Temen-temenku di Facebook sih gitu."
"Emang
berani minta foto?"
"Entahlah.
Yo sampean ae yang minta. Hahaha."
Awalnya,
setelah pos pemberhentian di Coban Trisula itu jalannya masih, apa ya. Kayak
batako. Cor gitu. Tapi, setelah itu udah aspal alus. Jalan raya Wates aja
kalah. Hehehe.
Di
persimpangan Jarak Ijo-Ngadas ada bapak-bapak tentara lagi jaga. Kami pun
menyapa. Lalu lanjut naik. Kanan tebing, kiri jurang. Hutan. Dan, hanya ada
motor kami. Hanya ada kami. Sepanjang perjalanan aku berdoa agar perjalanan
kami lancar. Dan, agar tak ada hewan buas yang melintas.
Serius
itu masih hutan. Walau udah nggak seseram kayak pas aku pertama kali ke sana di
tahun 2003 kalau nggak salah. Jalannya juga udah lebar dan aspal alus.
Salah
satu bidan senior yang dulu pernah dinas di Ngadas cerita ke aku. Katanya dulu
pas beliaunya turun dari Ngadas. Nyetir motor sendiri. Di tengah jalan ada ular
jatuh dari pohon. Ularnya gede banget. Ibu Bidan Cantik itu udah pasrah pas itu
ular melata tak jauh di depannya. Pasrah kalau dimakan hidup-hidup, katanya.
Beliau gemeteran, di atas motornya yang berhenti. Bahkan, ini menurut pengakuan
beliau ya, beliau sampai, maaf, ngompol karena saking ketakutannya. Pasti itu
ularnya super gede. Serem.
Iya, di
markas aku dikenal nggak takut sama ular. Tapi, kalau ularnya segede itu.
Mungkin nasibku pun bakal sama kayak ibu bidan. Ketakutan sampai ngompol.

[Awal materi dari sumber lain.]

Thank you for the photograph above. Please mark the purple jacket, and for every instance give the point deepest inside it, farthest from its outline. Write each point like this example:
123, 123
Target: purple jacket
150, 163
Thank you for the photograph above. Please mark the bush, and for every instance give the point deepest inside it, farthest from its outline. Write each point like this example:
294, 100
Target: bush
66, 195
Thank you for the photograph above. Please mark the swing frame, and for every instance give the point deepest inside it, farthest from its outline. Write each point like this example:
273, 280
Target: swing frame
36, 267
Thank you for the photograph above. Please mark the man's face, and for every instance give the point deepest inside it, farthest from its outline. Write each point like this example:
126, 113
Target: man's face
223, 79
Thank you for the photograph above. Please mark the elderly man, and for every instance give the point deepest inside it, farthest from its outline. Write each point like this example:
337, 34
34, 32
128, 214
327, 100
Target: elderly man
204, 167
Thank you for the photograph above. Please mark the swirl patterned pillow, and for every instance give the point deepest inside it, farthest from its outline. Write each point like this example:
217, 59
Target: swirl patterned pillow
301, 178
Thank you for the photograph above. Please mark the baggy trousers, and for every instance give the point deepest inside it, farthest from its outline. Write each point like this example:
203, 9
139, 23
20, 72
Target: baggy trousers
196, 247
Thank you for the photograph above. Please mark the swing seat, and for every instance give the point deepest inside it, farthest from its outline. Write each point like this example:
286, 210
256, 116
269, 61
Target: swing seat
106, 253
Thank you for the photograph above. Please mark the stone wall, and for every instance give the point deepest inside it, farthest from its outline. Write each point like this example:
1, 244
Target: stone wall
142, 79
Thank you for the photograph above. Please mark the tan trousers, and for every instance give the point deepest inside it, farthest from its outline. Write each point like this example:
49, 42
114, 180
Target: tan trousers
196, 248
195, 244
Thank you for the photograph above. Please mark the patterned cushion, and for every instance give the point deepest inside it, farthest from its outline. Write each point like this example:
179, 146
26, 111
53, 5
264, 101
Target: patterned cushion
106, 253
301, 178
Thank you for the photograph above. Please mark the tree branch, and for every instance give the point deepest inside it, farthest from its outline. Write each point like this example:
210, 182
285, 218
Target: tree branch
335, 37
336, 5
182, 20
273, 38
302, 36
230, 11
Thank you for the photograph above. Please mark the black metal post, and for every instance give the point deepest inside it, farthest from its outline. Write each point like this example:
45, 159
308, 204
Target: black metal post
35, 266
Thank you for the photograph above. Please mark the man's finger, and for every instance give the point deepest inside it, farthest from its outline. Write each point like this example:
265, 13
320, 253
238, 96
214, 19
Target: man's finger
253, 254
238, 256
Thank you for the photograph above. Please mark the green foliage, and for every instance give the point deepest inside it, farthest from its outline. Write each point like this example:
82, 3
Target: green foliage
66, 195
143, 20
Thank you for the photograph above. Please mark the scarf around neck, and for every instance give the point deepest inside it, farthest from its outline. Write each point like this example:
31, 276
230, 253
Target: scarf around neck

Apalagi aku yang sekarang nggak kayak aku yang dulu. Kata Ai, "Wes
tuwek!" Hahaha.
Kenapa
aku jadi keinget cerita itu pas di tengah hutan sih!!! Dan, begonya, aku
ceritain kisah itu ke Thata. Babo, Jara!!!
"Kalau
sekiranya motornya nggak kuat, bilango yo. Aku tak turun." kataku.
"Kuat
kalo matic ini."
Setelah
ngomong kayak gitu, ada perempuan jalan sendirian.
"Siapa
itu? Orang Ngadas kah?" tanya Thata.
"Bukan.
Mungkin motornya nggak kuat. Jadi, yang dibonceng jalan kaki."
Benar!
Sampai di puncak jurang ada motor yang nungguin. Mungkin kalau bawa Jagiya,
nasibku pun akan sama kayak ibu-ibu itu.
Sepanjang
perjalanan, aku mengumpulkan sisa ingatanku tentang perjalanan pertamaku ke
Bromo. Waktu itu aku naik ambulance. Diajak almarhum Pakde Matali. Jalannya
masih sempit. Papakan sama motor aja susah. Apalagi sama mobil. Waktu itu
ambulance yang kami tumpangi papakan sama truk. Aku udah ketar-ketir aja waktu
mobil di minggirin ke kiri. Itu sebelah kiri curah. Kalau kesenggol dikit,
habislah kami jatuh ke curah. Tapi, Pakdhe Matali menenangkan kami dan juga sopir
truk yang ragu jalan itu cukup untuk di lalui.
Ambulance
kami berhenti. Pakdhe Matali mempersilahkan truknya lewat. Selama proses itu
truk lewat super dekat dengan ambulance, aku tahan napas dan terus berdoa.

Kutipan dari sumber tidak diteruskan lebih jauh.